While these findings are not a surprise to us given our own Valuing Care analysis, the report’s recommendations are timely, and must now lead to action. The recommendations for the DfE include:
- Commission research to understand:
- what drives demand for children’s social care, using the individual child-level data that it holds
- the variations between activity levels in different local authorities
- Set out how it will reduce unnecessary variation in levels of looked-after children
- Assess how best it can work with local authorities to match children’s needs with residential children’s home capacity
- Assess whether its reliance on Ofsted’s assessments of the quality of children’s social care gives it the information it needs to secure more cost-effective children’s social care.
It is clear from Safeguarding Pressures report, published by the Association of Directors of Childrens Services (ADCS), that pressure is increasing across the system at the same time as budgets continue to fall. More and more local authorities are openly talking about the hard choices they are facing to balance the books, with some now actively reducing early help provision even though they know this will increase pressure on statutory support further down the line.

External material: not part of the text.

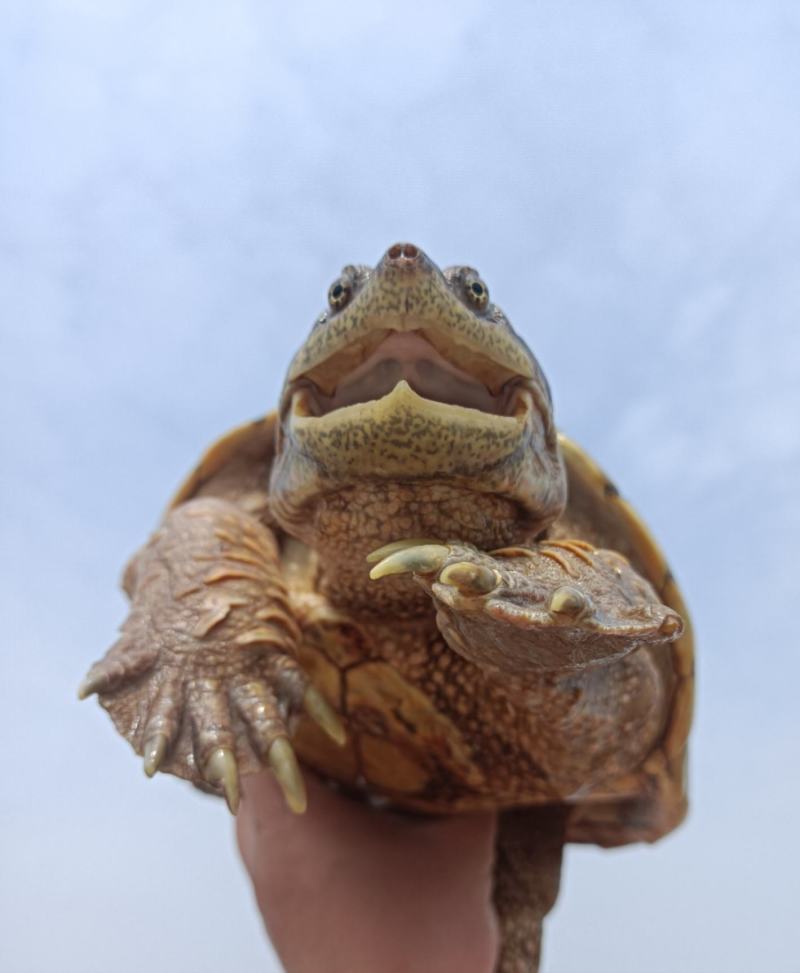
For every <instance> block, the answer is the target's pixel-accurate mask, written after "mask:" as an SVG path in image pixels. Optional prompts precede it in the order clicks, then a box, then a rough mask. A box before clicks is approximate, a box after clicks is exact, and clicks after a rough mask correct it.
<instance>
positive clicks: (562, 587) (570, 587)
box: [547, 585, 589, 618]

Money is clearly a key issue and no-one should pretend it isn’t. The repeated budget cuts of the last decade have been hard, and local authorities are now struggling to find new ways of making further savings. Nationally, there isn’t enough money in the system to meet current levels of demand, as the ADCS report clearly demonstrated. In addition, the way funding has been historically distributed to the sector means that reduced central government funding has had a much more profound effect on some authorities than on others.
There are some success stories. In 2017/18, Lincolnshire County Council had 45 looked after children per 10,000 against a national rate of 64, and have not seen a significant rise in demand over the last few years despite a rising population and central government cuts. Other authorities including Derbyshire, Hertfordshire and Ealing can all tell a similar story. Essex is a beacon of exceptional social work practice, which is resulting in great outcomes for children and reduced demand for services.
The iMPOWER iNDEX enables councils to see which authorities are spending their money most effectively and getting the best outcomes for citizens. Demand for children’s services in 2017/18 was lower in Essex than amongst their statistical neighbours:
This praiseworthy performance is in marked contrast to the overall national trend, which is that demand is increasing almost across the board.
It is clear that there continues to be great disparity in performance between authorities. We have seen this in our own work with authorities across the country; some are managing demand and cost well, while others are seeing both spiral out of control. When combined with the reduction in central government funding, the result is toxic.
Our work has proven that producing better outcomes for citizens should cost less. Achieving better outcomes requires shaping public services that identify issues early, and work in an integrated fashion to intervene quickly, rather than just assessing problems when they arise. It requires adapting to the changing landscape of local public services, and recognising that the challenges to be addressed by councils are not just those that can be controlled. Public services are complex systems, with problems distributed across functional and organisational boundaries. By definition such problems are not easily predictable or easy to respond to. Leaders in local government need to exercise control where they can, but also seek to influence the factors they cannot directly control.
Because the main debate about children’s social care focuses on the amount of money it receives, there is insufficient discussion about how that money is best spent. Rather than discussing service efficiency, there is a need to analyse outcome productivity, determining how much value has been generated from the public investment made in children’s services.
In light of the NAO’s analysis, the Treasury may well want to see evidence of how additional funds will really impact children’s lives and will tackle the variation in children’s services. It is time for an open debate on where additional investment is best targeted and how its impact should be evidenced.
The system is clearly in crisis, so something has to give. A focused review of those local authorities that are producing the best outcomes at less cost than others should be a top priority. This would need to involve Directors of Children’s Services from local authorities where demand is rising, as well as those where they have managed to control it. Such a review is vital to inform the future spending requirements of the system. Over to you DfE.